Sociologists Emily Kazyak and Kelsy Burke analyzed responses to why Nebraskans support or oppose a business owner's right to refuse service to gays and lesbians to gain insight into why these laws continue to gain traction in state Legislatures even though most Americans do not actually agree with them. Mathew Stange, who received his doctorate in survey research and methodology at Nebraska and is now a survey researcher at Mathematica Policy Research, also participated in the study.
They found that both sides base their appeals upon bedrock American values of freedom and capitalism.
Those who side with the baker say he has the right to act upon his religious convictions and that free enterprise means that plenty of other bakers would serve the couple. Those who side with the couple say they have the right to be free from discrimination and that free enterprise demands that all customers be served.
Kazyak said both sides share the belief that Americans have a fundamental right to freely live their lives.
"The disagreement is not over the value of freedom or equality per se," she said. "It's over the questions of whose rights are most worthy of protection and whose freedom is potentially jeopardized in the current moment."

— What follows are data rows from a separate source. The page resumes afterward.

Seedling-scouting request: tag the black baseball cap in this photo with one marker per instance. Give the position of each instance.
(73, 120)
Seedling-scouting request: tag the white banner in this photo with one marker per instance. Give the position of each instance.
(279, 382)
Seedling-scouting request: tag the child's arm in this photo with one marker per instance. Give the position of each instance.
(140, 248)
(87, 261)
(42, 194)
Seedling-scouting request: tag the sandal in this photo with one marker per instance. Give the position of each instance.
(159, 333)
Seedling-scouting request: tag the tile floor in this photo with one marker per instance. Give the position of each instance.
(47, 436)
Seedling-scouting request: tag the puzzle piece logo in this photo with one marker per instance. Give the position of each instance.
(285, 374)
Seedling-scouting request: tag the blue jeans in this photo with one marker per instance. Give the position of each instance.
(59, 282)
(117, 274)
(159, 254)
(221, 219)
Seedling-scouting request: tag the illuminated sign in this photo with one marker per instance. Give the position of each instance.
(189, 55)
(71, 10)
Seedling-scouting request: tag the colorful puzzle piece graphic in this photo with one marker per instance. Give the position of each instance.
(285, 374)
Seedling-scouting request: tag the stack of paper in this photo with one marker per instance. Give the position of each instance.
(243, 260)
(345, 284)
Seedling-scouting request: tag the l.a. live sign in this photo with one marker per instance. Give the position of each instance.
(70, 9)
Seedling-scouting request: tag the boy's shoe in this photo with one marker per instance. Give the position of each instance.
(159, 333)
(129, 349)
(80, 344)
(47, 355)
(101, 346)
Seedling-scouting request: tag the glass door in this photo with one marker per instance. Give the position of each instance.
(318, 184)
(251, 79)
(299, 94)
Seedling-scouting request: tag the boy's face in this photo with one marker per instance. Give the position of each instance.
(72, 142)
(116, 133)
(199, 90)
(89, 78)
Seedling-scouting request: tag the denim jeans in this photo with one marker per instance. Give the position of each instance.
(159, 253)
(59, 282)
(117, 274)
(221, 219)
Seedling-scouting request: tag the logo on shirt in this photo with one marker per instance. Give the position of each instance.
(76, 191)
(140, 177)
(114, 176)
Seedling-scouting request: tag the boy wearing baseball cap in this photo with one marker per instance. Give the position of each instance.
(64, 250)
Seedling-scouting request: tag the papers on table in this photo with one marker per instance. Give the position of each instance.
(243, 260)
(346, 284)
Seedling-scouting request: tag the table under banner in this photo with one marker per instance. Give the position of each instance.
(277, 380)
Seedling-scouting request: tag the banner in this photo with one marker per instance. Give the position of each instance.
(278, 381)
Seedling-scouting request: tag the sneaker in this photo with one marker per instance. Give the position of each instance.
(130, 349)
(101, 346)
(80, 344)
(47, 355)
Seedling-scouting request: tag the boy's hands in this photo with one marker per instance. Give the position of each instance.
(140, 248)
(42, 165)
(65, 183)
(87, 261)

The researchers noted that as LGBTQ people have gained acceptance and visibility, the conservative Christians have begun to portray themselves as a group under threat.
"Protestant Christians have always been the dominant religious group in America, yet evangelical Protestant legislators are now leading efforts to pass these religious freedom laws," Burke said. "They are thus sending a clear message that they believe their religious beliefs are under threat."
The Supreme Court, which heard arguments in the Colorado case in December, is expected to rule on the matter by June.
The study was based on data collected by the 2015 Nebraska Annual Social Indicators Survey. The survey is an annual cross-sectional omnibus poll of Nebraskans aged 19 and older, conducted by the Bureau of Sociological Research at the University of Nebraska-Lincoln.
Findings were published online Feb. 28 in Socius, a research journal of the American Sociological Association.